Potential limitations

Both studies retrospectively collected data, which could result in bias.

Also, the results of both studies should be “carefully interpreted,” due to the propensity score methods used, according to George J. Chang, MD, MS, FACS, FASCRS, deputy chair of the department of surgical oncology in the division of surgery, and chief of the section of colon and rectal surgery at The University of Texas MD Anderson Cancer Center.

“[Although] propensity score methods have great utility in observational studies, their underlying limitations for causal inference cannot be overlooked,” Chang wrote in a related editorial. “Although a trial in which patients are [randomly assigned] based on their pathologic stage may yield definitive evidence, large sample size requirements and strong clinician bias may preclude its completion.”

Chang further noted that other treatment measures should be investigated.

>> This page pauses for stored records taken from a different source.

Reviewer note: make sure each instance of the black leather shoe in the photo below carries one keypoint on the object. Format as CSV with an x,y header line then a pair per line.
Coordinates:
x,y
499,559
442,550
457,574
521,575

“Given the favorable prognosis of [complete response] status following neoadjuvant chemoradiation therapy, the potential harms of adjuvant therapy, including risk for long-term neuropathy, cannot be ignored and alternative strategies for analysis that are less subject to unmeasured confounding should be pursued,” he wrote. – by Melinda Stevens

Disclosure s : The study authors and Chang report no relevant financial disclosures.